Recently I purchased a game for my iPad: SandSlides. It cost me $2.
The game is simple but incredibly fun and addictive. Different colored sands fall from spouts at the top, and you must build slides to get the sand into the appropriate funnels. I played it for about a hour and half last night, completely absorbed.
But the last half hour wasn't quite as fun-- I figured out the secret to the game, and I was just plugging away at my strategy. It was no longer challenging. I'd share the strategy with you, but that would ruin the game for you too.
I started thinking about my $2. The game now has no replay value. Should I not have bought it?
Then I checked myself. Often pinball games cost $2 to play once. It's the price of a cup of coffee. Both things I enjoy for less time than I did SandSlides.

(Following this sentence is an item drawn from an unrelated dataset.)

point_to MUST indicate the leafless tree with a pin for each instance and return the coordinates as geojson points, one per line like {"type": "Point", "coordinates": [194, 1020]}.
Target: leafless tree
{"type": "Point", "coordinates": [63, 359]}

So, yes, it was a great purchase. I got much more than $2 worth of fun out of it.
I'm amazed at the world of plenty that we live in. Discover Your Inner Economist by Tyler Cowan talks about how we are "cultural millionaires," with access to cheap or free art in excess of what Emperors of the past could experience. Just the other day I got the entire poetry collection of Emily Dickinson for my Kindle for 99 cents. It boggles my mind.
Just reminding you to appreciate.
Pictured: Sandslides screenshot. Go ahead and buy it.